From Thomas Jefferson to the Senate and the House of Representatives, 24 January 1803
To the Senate and the House of Representatives
Gentlemen of the Senate and
of the House of Representatives.
I transmit a report by the Superintendant of the city of Washington, on the affairs of the city committed to his care. by this you will percieve that the re-sales of lots prescribed by an act of the last session of Congress, did not produce a sufficiency to pay the debt to Maryland to which they were appropriated: and as it was evident that the sums necessary for the interest and instalments due to that state could not be produced by a sale of the other public lots, without an unwarrantable sacrifice of the property, the deficiencies were of necessity drawn from the treasury of the US.
The office of Surveyor for the city, created during the former establishment, being of indispensable necessity, it has been continued: and to that of the Superintendant, substituted instead of the board of Commissioners, at the last session of Congress, no salary was annexed by law. these offices being permanent, I have supposed it more agreeable to principle that their salaries should be fixed by the legislature, and therefore have assigned them none. their services to be compensated are from the 1st. day of June last.
The Marshal of the district of Columbia, has, as directed by law, caused a jail to be built in the city of Washington. I inclose his statements of the expences already incurred, and of what remains to be finished. the portion actually compleated has rendered the situation of the persons confined much more comfortable & secure than it has been heretofore.
Th: Jefferson
Jan. 24. 1803.
RC (DNA: RG 233, PM, 7th Cong., 2d sess.); endorsed by a House clerk. PrC (DLC). RC (DNA: RG 46, LPPM, 7th Cong., 2d sess.); endorsed by Senate clerks. Recorded in SJL with notation “Columbia. Washington.” Enclosures: (1) Thomas Munroe to TJ, 20 Dec. 1802. (2) Daniel Carroll Brent to TJ, 21 Jan., and enclosures.

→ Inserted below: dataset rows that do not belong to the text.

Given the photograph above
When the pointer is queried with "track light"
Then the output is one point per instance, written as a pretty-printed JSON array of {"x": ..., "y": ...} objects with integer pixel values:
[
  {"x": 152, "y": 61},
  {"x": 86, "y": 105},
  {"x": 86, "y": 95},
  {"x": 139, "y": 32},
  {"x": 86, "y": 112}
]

Meriwether Lewis delivered this message, the report of Thomas Munroe, and the letter of Daniel Carroll Brent to the House and Senate on 25 Jan. The House referred the documents to the Committee of Ways and Means, which reported back on 28 Feb. a bill establishing salaries of $1,800 for the superintendent and $1,000 for the surveyor of the city of Washington. The bill passed the House the following day and received the Senate’s concurrence on 3 Mch. (, 4:300, 373–4, 377; , 3:285; , 2:235–6).